Apercebi-me, antes mesmo do final da primeira cena, que se continuasse a apontar tudo o que achava mal no filme, ia passar o filme todo a escrever, por isso decidi antes tentar apreciar o filme numa perspectiva mais global, mas mesmo isso não é nada fácil, porque o filme parece ser feito de dois filmes completamente diferentes, retalhados e recosidos um ao outro até não se poderem dissociar completamente, mas fundamentalmente distintos um do outro. Por um lado, as cenas da Rey com o Luke e com o Kylo Ren, acompanhando o treino dela no planeta do Luke, e depois o confronto com o Lorde Snoke e o Kylo Ren estão muito interessantes e bem feitas. Por outro lado, a história da frota rebelde a fugir da Nova Ordem enquanto o Finn e a Rose procuram ajuda, parecem pertencer a outro filme, menos interessante e francamente muito menos bem escrito. Infelizmente, não se pode fazer um filme inteiro só da história da Rey e do Kylo Ren, uma vez que a perseguição aos rebeldes é um elemento fulcral dos dois filmes, sobretudo porque o fim do confronto entre a Rey, o Kylo Ren, o Snoke e os guardas reais é um excelente momento para acabar o filme - não abruptamente, mas de forma semelhante à do Episódio V - depois do confronto com o Darth Vader, só temos mesmo que saber como é que o Luke sai dali e o filme pode perfeitamente acabar - e acaba, mas este não. Também não quero dizer com isto que o último acto, na base fortificada, não esteja bem - muito pelo contrário - mas deveria ser o terceiro acto de outro filme, em vez de ser o quarto acto que tenta suplantar o culminar de um filme que, francamente, se assemlha melhor. Quanto ao "Filme B", não querendo condenar completamente o arco da história que se passa no cruzador em fuga, tenho que lhe levantar uma série de acusações sérias: não só a intriga depende inteiramente de um capricho estúpido de uma personagem estúpida que me fez detestar retroactivamente todas as personagens interpretadas pela Laura Dern de que algum dia gostei (tanto uma como a outra), como é constantemente atormentada por uma gravíssima falta de C-3P0 - o pobre droid é uma das duas únicas personagens que atravessam rigorosamente todos os filmes e mal tem meia dúzia de falas no filme todo (ao menos dão-lhe a hipótese de dizer as probabilidades de alguma coisa - mais ou menos).

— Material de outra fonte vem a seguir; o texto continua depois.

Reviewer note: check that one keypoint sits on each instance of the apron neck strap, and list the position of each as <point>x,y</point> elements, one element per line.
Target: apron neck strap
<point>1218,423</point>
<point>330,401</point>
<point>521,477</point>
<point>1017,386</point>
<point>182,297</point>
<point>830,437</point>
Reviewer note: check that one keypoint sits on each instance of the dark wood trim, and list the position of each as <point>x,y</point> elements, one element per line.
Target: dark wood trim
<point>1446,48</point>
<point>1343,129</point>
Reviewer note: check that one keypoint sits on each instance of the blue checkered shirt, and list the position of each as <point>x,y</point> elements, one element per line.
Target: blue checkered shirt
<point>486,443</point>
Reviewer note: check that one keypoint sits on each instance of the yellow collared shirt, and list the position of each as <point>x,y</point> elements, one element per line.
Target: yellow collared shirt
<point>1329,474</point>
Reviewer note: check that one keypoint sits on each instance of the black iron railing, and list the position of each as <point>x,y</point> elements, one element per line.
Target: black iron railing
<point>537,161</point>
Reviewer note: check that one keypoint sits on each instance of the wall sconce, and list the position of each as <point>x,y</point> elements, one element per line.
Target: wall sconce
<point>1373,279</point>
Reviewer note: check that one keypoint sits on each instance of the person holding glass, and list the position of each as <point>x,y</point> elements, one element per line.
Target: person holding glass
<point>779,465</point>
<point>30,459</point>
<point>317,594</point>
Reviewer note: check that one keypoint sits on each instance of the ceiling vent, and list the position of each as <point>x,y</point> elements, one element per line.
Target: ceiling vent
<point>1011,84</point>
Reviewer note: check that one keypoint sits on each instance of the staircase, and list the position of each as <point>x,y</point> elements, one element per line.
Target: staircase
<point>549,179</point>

Conforme prometido, tenho que voltar a insistir na questão desta almirante Holdo. Ela não tem rigorosamente nenhum motivo válido para não explicar o plano a ninguém. Ao invés, antagoniza aberta e constantemente o Poe que, apesar de ter sido despromovido, é, claramente, um dos combatentes mais capazes da rebelião, tanto tecnicamente enquanto piloto como intelectualmente enquanto estratega, e mesmo confrontada com um motim recusa-se terminantemente a simplesmente explicar-lhe que a ideia é esconderem-se e fazer o inimigo crer que ganhou - é um disparate! Mesmo a própria Leia, cujo passado advém sobretudo de posições diplomáticas (não esquecer que a razão pela qual era ela a traficar os planos da Estrela da Morte era o facto de ter imunidade diplomática enquanto representante de Alderaan), prefere dar um tiro ao Poe assim que acorda do coma a falar com ele. Finalmente, dada a facilidade com que o Poe aceita o plano quando, finalmente, lho revelam, confirma que não havia motivo para pensar que ele se teria oposto antes, se ao menos se tivessem dignado a dizer-lho, em vez de lhe esfregarem na cara a todo o momento que, apesar de serem mulheres, mandavam nele, que já nem sequer tinha a mesma patente que no princípio do filme, portanto ele que verificasse o seu privilégio porque a patriarquia está morta - ou, se calhar, sou eu a ler demasiado no raio do cabelo roxo. O resultado é que essas cenas deixam um gosto amargo na boca de quem está a ver o filme, recaíndo nas asneiras dos episódios II e III, que acharam boa ideia trocar acção e demonstrações de poderes da Força por discussões parlamentares no senado da galáxia - em vez de, por exemplo, fazerem alguma coisa na veia da perseguição ao Millenium Falcon do Episódio V ou mesmo da fuga de Naboo do Episódio I (vá lá, admitam que, até Dezembro passado, nunca esperariam ver o Episódio I usado como um exemplo positivo!), deram-nos uma série de quezílias que poderiam perfeitamente ter-se passado numa casinha de campo no meio de um prado verdejante de Inglaterra sem fazer grande diferença. Simultaneamente, o Finn e a Rose andam a deambular numa caça aos gambuzinos que não afecta o decorrer do filme em absolutamente nada.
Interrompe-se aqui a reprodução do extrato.